Kristi Roybal

Kristi Roybal

FOCUS
Through community-based research, Kristi hopes to inform policy and practice initiatives that reduce place-based barriers to health and improve the health opportunities of women, infants, and children living in low-income urban neighborhoods. Her current research aims to understand how the physical, social, and service environments in low-income urban neighborhoods shape pregnant women’s health and infant birth outcomes, particularly for low-income women and women of color.

MORE ABOUT KRISTI
Kristi’s work with an urban public health department and her personal experiences with pregnancy motivate her interest in understanding how urban conditions shape maternal and infant health. She believes that the HPRS Program will help her learn and implement strategies for using her research to effectively bridge the experiences of pregnant women living in low-income urban neighborhoods with policymakers to inform equitable place-based policy solutions that support maternal and infant health.

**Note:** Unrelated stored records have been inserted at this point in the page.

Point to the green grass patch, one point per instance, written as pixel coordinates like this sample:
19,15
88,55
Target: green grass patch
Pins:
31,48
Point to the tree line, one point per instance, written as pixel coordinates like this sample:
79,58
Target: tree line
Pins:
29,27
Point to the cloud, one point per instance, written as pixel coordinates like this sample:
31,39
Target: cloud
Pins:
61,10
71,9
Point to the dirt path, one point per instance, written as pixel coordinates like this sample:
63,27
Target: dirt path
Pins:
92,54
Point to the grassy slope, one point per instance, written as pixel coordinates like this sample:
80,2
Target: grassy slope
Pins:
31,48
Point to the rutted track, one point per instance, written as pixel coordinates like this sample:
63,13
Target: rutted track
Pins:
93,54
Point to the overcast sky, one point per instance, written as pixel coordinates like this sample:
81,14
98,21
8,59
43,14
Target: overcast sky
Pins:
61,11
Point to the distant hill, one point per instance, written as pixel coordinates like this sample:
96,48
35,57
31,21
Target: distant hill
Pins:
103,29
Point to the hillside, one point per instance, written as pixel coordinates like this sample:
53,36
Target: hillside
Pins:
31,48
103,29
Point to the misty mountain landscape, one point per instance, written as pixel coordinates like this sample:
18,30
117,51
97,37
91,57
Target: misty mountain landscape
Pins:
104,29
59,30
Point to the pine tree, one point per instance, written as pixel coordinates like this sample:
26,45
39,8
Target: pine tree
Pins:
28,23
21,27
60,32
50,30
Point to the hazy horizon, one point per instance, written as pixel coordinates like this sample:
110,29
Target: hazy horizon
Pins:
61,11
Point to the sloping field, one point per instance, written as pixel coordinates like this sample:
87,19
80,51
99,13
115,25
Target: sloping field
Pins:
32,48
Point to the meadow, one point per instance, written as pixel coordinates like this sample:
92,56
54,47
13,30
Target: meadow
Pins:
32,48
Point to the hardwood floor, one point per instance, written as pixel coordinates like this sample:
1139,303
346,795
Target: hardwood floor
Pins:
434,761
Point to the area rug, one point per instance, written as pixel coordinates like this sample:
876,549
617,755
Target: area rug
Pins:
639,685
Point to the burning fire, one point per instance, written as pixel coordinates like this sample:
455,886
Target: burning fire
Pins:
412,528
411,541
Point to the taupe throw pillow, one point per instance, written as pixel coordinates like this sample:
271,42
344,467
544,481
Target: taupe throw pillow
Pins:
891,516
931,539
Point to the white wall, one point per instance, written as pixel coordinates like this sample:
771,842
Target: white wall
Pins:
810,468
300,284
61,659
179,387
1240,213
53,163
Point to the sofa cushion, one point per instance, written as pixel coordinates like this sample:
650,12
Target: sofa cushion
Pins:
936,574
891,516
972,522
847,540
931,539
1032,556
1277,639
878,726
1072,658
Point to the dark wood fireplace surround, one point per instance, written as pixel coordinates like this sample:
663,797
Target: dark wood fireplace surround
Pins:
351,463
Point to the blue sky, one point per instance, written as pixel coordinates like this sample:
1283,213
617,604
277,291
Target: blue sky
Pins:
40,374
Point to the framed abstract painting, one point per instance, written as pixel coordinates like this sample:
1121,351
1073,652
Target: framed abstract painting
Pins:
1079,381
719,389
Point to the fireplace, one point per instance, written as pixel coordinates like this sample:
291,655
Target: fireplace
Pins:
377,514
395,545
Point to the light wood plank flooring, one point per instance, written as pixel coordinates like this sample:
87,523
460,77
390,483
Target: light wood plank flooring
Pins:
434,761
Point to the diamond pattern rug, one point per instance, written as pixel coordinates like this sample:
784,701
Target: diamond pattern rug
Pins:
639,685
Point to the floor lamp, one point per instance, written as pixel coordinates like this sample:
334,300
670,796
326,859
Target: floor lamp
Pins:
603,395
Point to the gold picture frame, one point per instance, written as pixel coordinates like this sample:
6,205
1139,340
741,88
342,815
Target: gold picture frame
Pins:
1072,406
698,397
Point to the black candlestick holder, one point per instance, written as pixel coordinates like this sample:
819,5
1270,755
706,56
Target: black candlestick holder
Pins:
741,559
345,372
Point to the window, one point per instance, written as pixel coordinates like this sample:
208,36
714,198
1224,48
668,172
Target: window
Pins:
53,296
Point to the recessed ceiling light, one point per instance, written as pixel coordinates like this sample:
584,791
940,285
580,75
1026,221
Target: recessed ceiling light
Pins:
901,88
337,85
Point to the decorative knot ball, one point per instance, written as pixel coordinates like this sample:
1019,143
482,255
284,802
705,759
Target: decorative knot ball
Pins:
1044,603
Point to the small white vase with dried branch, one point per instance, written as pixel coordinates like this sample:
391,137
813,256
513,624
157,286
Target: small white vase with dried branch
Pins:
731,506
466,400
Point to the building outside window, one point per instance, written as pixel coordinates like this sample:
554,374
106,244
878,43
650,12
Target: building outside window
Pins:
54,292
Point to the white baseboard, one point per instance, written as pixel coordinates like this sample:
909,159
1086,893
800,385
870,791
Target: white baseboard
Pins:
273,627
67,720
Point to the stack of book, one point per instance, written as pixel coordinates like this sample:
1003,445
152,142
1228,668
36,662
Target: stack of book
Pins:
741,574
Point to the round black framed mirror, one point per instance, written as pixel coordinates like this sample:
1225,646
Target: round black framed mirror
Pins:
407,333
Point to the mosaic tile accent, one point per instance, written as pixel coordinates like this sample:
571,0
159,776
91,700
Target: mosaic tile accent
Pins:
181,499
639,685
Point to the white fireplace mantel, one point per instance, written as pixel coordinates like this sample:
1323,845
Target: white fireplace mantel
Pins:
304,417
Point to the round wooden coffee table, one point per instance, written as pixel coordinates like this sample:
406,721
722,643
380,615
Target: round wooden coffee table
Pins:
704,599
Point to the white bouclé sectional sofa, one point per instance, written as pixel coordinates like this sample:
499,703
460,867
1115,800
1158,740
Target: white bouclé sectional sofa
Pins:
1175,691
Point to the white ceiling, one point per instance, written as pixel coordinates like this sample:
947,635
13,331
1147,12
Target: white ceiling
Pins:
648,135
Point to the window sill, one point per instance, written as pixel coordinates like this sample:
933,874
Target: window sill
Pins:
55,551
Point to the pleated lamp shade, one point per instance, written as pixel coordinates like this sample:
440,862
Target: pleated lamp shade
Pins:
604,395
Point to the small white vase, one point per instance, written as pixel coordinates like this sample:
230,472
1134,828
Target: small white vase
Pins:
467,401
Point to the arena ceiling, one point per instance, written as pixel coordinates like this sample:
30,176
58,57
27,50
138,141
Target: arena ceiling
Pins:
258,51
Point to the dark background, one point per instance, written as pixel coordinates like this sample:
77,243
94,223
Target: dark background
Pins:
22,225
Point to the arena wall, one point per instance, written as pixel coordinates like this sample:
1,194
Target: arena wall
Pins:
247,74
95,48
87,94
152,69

DISSERTATION GRANT AWARDEE — AUGUST 2020
Exploring the Relationship between Historical Redlining and Place-Based Reproductive Health Inequities: A Qualitative GIS Approach

Racial, ethnic, and socioeconomic inequities in adverse birth outcomes persist in the United States, however, individual level-characteristics do not fully explain these inequities and evidence suggests that medical advancements and increased access to prenatal care have done little to reduce these inequities. As a result, increased attention has been given to neighborhood effects on health. Despite increased attention to neighborhood influences on reproductive health, there is limited research on the historical macrostructural determinants of neighborhood conditions and place-based reproductive health inequities. Guided by feminist neighborhood political ecology, this dissertation explores the legacy of a racist federal housing policy, specifically residential redlining, as it manifests in contemporary neighborhood conditions and spatial clusters of preterm birth in the City and County of Denver.